At The End Of The Line Film

This may be the work that I am most proud of, to date. Before you  watch the film, I ask that you be somewhere quiet and comfortable, where you can take it all in and process what you see. Double-click the video to go full screen, and turn up the volume. This is an important story that hasn’t often been told, yet I feel it as relevant today as it was then.

The Kindertransport saved thousands of young, Jewish, children from certain death in the concentration camps. Parents sent their children to live with adoptive parents across free Europe, never to see them again in most cases. The children spoke a different language and practiced a different religion. Yet, these people took in these children, and raised them as their own. It’s a remarkable story.

How does this relate today? In Greece, the Golden Dawn party is the third largest, and has seats both in the Greek and the European Parliaments. They are a violent neo-Nazi and fascist group, that uses Nazi imagery and holds Nazi leaders in respect. They are not the only ones. Neo-Nazi groups like Die Richte in Germany, and others, are on the rise across Europe. In Africa and the Middle East you have groups like the Islamic State (IS) and Boko Haram that are targeting Christians. In February, IS beheaded 21 Christians in a mass execution. Boko Haram continues to burn churches, kidnap girls, and threaten Nigeria, Niger, Chad, and Cameroon.

I fail to see how we can continue to turn a blind eye to these things. I am, by no means, one to intervene in foreign affairs with the casualty we have over the last century-plus. When we see the threat of genocide raising its ugly head again, however, we must speak out. The 1930’s are playing themselves out again right before our eyes.

I believe that love is the only way; love for our neighbors and our enemies. We’ve got to love the person that cuts us off in traffic, and the person that screws up our drive through order. That said, when we’ve loved all we can and people are still intent on killing others (especially mass murder), we need to take a stand. We need to neutralize the threat.

That’s what this film means to me. Rob came to me with the storyboards and rough song sketch last winter, and I was in love with the idea. I recorded all of the tracks in my home studio, and personally played all of the instruments (minus the violin and lead vocals). I laid down the guitar, bass guitar, keys, cello, shaker, background vocals, snare, and floor tom tracks. We then went to The Library studio in Minneapolis, where we co-mixed the track with Matt Patrick who did a fantastic job. He captured our vision and then some!

Matt, Rob, and I then shot the performance part of the film at The Library. Anthony Cousins, who filmed this and the other shots, edited it all together into what you see here.

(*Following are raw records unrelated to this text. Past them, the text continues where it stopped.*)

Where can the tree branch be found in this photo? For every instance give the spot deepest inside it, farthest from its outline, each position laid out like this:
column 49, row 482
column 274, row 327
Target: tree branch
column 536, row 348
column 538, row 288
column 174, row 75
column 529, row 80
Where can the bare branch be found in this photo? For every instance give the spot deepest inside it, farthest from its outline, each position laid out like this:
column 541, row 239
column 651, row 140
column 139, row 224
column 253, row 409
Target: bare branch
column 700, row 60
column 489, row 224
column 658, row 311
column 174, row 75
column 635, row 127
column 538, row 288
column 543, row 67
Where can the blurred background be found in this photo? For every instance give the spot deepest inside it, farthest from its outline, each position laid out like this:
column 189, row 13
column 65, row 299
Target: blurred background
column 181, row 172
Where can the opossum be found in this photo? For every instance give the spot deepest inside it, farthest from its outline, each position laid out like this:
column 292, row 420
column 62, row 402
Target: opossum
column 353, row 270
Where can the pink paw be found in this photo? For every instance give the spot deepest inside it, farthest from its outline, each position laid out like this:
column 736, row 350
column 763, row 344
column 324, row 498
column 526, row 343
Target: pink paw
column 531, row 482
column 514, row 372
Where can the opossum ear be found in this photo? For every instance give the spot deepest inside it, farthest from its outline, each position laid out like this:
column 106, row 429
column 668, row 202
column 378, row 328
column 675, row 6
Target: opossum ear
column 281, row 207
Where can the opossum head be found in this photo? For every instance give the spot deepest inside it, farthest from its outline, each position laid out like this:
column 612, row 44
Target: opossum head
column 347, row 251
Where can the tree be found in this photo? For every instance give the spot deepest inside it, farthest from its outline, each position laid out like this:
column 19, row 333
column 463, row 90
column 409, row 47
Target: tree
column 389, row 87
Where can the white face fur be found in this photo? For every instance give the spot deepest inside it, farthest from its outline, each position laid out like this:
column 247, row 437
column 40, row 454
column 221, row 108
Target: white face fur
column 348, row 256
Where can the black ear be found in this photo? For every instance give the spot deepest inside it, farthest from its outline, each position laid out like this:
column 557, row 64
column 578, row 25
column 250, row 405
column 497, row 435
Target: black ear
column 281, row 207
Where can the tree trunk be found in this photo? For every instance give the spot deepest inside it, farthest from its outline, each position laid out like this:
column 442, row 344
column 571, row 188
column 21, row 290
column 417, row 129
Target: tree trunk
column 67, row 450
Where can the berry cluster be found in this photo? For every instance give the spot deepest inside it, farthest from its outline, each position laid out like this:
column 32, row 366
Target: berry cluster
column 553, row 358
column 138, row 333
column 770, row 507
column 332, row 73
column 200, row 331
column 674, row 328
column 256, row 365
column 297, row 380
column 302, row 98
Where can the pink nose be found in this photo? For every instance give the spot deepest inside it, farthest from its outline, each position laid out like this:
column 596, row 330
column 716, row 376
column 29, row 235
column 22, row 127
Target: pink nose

The premiere party was in Edina on February 8th, 2015. As we finally got to see what our work had wrought, we all sat speechless at the end. We watched it again, and still were speechless. I was expecting to be proud of this work, but nothing like this. I hope you are moved by this film. More importantly, I hope you are moved to share it. Not because this is my work, but because this is an important and timely story. After WWII, they said “never again”, but it is happening again. Let us all be vigilant and stand against evil in love.